While you’re at it, you might as well delete all the unnecessary files on your computer to make sure no corrupted file is interfering with your processes. You can use a tool such as Outbyte PC Repair to remove all junk files from your computer.
Once you’ve deleted your browser history, cache, and junk files, try opening a website that previously won’t load to see if your cleanup worked.
Use a New Profile.
If clearing your Firefox cached data and browsing history did not work, the next step is to create a new Firefox profile. Using a new profile is like starting with a clean slate because sometimes there are personalized settings that would interfere with the processes. This method will also determine if the issue is caused by Firefox’s settings or by something else.
To create a new profile, follow these steps:
- Type in about:profiles in the address bar and press Enter.
- When the Profile Manager window opens, click the Create a New Profile button.
- Follow the Create Profile Wizard to set up your personal settings and preferences.
- Once your profile is completed, click Set as default profile, then close Firefox.
Relaunch Firefox using the new user profile and check if the TLS Handshake problem has been resolved.
You can try to fix your old profile but isolating the cause of the issue would be difficult and time-consuming. You need to disable then re-enable the add-ons, double-check your proxy connection, and uninstall your extensions. If you are concerned about losing your data, you can just transfer them to your new profile to avoid the hassle.
Check Self-Signed Certificates for Identical Information.
If you’re a developer or you’re accessing internal websites, it is possible that Firefox is having trouble parsing your SSL certificates. If the website’s certificate has been replaced multiple times and the new certificates contain identical subject and issuer information, Firefox will be choked by the number of possible path combinations and will start to slow down.
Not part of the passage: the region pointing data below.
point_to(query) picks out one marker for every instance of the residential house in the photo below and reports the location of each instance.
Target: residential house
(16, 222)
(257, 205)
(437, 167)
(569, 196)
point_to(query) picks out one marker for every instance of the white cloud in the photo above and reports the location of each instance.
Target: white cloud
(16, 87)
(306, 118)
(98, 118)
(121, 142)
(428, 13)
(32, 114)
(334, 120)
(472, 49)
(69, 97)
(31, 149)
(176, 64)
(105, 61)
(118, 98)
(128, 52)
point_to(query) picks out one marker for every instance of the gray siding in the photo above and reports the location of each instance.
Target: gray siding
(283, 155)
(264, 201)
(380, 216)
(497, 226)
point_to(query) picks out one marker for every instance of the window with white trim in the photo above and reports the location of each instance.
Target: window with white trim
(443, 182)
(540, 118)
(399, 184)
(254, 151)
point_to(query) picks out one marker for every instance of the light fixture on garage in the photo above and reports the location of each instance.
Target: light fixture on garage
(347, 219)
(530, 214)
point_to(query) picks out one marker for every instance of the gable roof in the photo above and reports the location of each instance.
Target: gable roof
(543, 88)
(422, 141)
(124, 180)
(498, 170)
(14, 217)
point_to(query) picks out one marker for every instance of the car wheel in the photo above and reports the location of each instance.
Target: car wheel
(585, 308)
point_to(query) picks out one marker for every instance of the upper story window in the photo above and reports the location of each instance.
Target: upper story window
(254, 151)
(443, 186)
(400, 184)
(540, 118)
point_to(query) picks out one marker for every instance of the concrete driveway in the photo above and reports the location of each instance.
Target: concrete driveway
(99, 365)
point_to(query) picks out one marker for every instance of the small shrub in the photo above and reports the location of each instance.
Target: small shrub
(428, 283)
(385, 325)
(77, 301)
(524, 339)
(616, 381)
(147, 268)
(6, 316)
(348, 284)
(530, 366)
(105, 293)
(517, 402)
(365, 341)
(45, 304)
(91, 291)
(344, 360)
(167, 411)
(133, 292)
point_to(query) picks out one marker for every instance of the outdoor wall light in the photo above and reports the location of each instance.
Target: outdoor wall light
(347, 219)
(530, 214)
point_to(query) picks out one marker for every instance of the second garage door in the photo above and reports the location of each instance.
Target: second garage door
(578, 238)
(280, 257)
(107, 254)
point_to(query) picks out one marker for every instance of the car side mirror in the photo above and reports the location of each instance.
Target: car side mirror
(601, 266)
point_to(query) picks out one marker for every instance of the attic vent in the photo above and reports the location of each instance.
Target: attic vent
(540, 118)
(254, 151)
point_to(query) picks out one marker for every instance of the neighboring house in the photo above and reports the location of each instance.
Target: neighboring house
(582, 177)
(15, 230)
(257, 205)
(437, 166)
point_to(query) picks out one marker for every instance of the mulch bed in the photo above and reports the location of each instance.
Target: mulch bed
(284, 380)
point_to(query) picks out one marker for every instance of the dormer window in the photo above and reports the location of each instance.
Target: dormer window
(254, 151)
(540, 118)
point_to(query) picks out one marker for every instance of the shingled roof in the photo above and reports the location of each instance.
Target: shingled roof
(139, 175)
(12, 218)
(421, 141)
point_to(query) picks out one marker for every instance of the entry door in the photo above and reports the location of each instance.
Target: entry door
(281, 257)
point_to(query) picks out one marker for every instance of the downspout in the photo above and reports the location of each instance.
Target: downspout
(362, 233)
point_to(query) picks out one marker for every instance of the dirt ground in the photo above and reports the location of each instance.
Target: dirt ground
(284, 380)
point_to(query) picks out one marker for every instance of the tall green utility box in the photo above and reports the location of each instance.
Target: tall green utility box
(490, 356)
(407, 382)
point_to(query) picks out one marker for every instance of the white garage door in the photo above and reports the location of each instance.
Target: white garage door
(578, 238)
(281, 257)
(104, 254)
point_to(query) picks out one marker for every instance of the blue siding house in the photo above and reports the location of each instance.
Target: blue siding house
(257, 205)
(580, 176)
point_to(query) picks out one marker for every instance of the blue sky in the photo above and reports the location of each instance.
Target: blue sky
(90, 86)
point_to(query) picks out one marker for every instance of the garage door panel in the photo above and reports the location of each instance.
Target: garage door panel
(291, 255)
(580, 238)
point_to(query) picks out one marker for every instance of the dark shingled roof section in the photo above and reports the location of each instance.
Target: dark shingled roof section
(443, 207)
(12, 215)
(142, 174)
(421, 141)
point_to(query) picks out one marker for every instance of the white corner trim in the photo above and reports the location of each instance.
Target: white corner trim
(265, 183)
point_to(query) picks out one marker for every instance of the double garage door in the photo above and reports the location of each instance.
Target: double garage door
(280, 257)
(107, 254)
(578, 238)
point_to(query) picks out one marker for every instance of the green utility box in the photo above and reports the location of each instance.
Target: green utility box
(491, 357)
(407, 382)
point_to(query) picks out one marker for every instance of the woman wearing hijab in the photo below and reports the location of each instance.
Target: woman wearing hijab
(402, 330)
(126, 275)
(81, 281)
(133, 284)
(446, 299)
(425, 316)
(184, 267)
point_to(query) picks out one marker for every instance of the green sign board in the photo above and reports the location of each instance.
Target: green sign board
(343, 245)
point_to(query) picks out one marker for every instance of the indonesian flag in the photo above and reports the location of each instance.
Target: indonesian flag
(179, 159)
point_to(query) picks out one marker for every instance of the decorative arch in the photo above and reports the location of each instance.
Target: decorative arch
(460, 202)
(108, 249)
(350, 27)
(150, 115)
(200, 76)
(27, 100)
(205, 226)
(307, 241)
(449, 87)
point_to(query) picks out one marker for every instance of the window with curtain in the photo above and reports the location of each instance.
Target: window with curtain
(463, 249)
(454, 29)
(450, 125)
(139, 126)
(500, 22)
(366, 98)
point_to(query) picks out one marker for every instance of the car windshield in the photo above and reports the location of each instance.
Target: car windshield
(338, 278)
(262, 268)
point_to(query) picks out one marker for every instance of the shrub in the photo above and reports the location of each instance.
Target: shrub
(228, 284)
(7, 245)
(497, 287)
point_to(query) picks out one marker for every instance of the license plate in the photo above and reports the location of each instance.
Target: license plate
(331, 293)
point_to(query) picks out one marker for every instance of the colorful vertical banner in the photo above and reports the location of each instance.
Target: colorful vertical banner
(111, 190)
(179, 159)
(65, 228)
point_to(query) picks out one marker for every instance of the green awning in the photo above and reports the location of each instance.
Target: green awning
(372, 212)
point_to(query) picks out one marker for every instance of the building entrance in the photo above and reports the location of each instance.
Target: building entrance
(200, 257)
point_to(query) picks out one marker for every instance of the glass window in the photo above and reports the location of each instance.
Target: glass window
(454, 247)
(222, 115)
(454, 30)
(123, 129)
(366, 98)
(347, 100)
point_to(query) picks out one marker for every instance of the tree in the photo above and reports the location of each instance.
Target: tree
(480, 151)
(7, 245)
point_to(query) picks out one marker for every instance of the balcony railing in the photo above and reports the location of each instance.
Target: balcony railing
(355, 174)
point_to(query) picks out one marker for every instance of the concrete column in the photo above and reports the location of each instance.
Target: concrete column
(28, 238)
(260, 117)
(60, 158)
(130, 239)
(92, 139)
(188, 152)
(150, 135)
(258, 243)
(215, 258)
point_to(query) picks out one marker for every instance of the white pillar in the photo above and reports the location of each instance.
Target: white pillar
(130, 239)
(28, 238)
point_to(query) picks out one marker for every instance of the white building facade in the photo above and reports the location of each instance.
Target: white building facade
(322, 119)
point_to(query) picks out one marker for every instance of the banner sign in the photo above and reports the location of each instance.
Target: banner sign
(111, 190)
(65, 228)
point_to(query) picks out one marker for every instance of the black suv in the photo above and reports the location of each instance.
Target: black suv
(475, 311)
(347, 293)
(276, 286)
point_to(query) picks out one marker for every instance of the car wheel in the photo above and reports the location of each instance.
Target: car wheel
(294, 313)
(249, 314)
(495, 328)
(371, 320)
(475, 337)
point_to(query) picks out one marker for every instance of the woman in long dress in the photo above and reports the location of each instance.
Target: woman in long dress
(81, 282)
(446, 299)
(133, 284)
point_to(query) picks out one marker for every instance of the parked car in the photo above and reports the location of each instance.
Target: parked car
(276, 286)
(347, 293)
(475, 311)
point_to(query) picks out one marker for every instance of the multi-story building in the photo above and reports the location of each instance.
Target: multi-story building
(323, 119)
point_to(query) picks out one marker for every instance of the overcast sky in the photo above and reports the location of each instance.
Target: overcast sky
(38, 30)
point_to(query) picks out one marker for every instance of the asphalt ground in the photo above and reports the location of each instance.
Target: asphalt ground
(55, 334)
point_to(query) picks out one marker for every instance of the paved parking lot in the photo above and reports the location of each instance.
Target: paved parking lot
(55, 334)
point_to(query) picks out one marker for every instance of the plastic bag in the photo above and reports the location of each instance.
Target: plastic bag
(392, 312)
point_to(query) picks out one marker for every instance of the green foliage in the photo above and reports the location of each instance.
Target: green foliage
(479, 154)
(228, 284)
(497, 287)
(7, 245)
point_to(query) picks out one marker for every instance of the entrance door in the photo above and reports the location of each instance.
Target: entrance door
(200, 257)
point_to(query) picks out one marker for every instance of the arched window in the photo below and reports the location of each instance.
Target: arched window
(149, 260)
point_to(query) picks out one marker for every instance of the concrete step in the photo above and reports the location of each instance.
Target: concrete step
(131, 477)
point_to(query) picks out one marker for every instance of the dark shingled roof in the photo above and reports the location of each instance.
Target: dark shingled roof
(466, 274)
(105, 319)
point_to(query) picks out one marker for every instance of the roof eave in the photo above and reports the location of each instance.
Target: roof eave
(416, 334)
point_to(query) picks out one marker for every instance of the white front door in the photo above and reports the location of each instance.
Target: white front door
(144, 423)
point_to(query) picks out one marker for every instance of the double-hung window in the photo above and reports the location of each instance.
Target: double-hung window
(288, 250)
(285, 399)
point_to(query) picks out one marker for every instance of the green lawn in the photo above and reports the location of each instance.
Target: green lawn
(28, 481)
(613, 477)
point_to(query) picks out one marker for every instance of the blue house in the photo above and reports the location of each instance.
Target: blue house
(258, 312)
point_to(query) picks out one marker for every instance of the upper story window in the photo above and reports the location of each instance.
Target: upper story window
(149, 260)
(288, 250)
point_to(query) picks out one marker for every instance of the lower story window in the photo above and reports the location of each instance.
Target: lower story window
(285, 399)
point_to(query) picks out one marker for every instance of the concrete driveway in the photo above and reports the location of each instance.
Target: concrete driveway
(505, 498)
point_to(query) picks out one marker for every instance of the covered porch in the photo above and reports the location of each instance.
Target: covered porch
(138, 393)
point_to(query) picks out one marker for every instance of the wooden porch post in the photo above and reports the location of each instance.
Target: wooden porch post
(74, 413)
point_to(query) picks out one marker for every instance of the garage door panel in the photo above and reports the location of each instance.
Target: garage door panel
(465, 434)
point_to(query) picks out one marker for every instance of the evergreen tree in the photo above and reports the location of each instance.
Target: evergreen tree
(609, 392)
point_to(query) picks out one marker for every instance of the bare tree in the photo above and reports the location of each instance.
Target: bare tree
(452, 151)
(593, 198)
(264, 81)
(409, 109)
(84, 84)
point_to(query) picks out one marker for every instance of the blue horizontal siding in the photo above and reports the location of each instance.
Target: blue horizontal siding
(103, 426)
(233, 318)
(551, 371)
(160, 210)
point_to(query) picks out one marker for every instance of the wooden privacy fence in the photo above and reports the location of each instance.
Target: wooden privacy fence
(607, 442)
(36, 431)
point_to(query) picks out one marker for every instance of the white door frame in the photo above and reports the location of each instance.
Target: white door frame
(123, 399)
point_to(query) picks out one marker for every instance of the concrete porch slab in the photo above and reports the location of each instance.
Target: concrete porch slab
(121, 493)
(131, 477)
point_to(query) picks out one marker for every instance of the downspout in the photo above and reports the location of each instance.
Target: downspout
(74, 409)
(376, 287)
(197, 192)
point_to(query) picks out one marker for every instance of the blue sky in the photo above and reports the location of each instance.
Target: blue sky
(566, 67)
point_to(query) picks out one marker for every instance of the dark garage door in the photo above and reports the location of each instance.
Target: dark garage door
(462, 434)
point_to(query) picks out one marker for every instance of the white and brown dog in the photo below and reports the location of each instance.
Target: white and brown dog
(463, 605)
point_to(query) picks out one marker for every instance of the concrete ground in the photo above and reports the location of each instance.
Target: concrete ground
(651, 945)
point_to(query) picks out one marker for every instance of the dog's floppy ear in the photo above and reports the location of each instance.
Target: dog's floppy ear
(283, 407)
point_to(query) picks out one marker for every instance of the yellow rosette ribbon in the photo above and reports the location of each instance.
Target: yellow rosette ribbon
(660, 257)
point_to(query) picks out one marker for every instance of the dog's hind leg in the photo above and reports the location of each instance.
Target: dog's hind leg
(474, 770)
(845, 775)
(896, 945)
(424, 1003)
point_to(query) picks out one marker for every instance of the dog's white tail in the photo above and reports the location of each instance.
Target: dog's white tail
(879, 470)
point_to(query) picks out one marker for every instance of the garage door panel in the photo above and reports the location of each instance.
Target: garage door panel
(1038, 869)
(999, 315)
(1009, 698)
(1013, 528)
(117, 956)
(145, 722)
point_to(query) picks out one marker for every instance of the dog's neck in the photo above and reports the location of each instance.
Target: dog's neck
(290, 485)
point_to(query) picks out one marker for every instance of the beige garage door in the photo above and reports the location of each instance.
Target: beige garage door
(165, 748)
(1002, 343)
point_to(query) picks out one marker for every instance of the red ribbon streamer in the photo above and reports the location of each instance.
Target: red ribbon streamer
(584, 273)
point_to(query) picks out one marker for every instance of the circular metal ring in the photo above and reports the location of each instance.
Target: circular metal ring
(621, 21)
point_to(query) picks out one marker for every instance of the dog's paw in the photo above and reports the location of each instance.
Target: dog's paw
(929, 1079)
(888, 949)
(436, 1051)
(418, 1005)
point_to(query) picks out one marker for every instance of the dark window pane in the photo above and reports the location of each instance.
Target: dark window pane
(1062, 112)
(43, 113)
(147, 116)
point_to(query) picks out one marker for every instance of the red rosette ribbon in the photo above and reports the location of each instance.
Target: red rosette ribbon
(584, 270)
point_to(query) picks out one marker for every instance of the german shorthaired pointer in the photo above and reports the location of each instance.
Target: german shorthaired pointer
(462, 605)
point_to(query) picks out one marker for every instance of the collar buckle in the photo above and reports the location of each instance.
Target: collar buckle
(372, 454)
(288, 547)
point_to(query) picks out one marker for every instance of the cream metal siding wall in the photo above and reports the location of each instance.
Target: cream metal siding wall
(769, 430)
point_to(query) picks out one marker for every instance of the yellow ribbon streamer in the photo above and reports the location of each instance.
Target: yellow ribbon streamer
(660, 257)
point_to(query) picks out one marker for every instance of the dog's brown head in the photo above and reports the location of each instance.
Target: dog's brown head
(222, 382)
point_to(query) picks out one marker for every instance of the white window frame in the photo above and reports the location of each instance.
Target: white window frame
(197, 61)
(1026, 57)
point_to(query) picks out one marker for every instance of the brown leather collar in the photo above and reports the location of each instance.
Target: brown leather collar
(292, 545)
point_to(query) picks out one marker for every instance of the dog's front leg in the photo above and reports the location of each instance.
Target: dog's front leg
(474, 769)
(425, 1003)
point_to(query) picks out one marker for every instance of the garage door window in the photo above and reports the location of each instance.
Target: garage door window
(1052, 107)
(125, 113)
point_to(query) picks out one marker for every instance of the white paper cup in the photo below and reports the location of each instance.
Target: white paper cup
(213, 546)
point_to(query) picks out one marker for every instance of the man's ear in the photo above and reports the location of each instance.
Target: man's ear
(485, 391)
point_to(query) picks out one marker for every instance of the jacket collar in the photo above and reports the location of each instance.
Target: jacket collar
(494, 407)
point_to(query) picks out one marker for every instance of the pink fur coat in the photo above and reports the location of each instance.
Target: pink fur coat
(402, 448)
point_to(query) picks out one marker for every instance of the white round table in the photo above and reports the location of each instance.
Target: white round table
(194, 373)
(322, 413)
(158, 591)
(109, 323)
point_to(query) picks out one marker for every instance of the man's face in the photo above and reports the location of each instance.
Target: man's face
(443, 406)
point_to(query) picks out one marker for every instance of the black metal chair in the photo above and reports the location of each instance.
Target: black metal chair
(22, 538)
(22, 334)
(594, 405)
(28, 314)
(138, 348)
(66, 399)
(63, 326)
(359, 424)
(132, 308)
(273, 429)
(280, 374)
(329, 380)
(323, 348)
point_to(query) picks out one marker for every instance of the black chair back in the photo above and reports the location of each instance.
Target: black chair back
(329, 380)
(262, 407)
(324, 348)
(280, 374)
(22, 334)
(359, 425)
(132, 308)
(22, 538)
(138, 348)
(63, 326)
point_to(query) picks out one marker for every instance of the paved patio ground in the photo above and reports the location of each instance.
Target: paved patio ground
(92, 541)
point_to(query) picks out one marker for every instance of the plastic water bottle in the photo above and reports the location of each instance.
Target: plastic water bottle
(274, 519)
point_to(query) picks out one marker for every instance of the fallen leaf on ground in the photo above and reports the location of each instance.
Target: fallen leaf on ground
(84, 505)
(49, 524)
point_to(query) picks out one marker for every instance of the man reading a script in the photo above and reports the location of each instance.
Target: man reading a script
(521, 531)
You’ll notice Firefox slowing down when you have seven to eight self-signed certificates stored, while having 10 and beyond would cause your browser to hang while performing a TLS Handshake.
To confirm if your self-signed certificates are causing your Firefox problem, follow these instructions:
- Launch Firefox and type about:support in the address bar.
- Click the Open Folder button in the Profile Folder field.
- Find the cert8.db file and rename it so that Firefox replaces it when the browser restarts.
- Restart Firefox and visit the affected website once again.
If the webpage loads successfully, it means that your local certificate database is indeed causing your Firefox problem. To solve this issue, you need to adjust the way your system generates new certificates so that they won’t have the same information.
Disable TLS Handshake on Firefox
If the above solutions don’t work, you can try to disable TLS on your browser.
To do this:
- Open the Firefox menu and click Options.
- Click the Advanced tab, then Encryption.
- Uncheck Use SSL 3.0 and Use TLS 1.0.
- Hit the OK button.
- Restart Firefox.
This should disable TLS Handshake every time you access a webpage using Firefox.
The problem with getting stuck at the “Performing TLS handshake” message is that it is a vague issue with many different potential causes. You can try any or all of the solutions above to see which one solves your problem.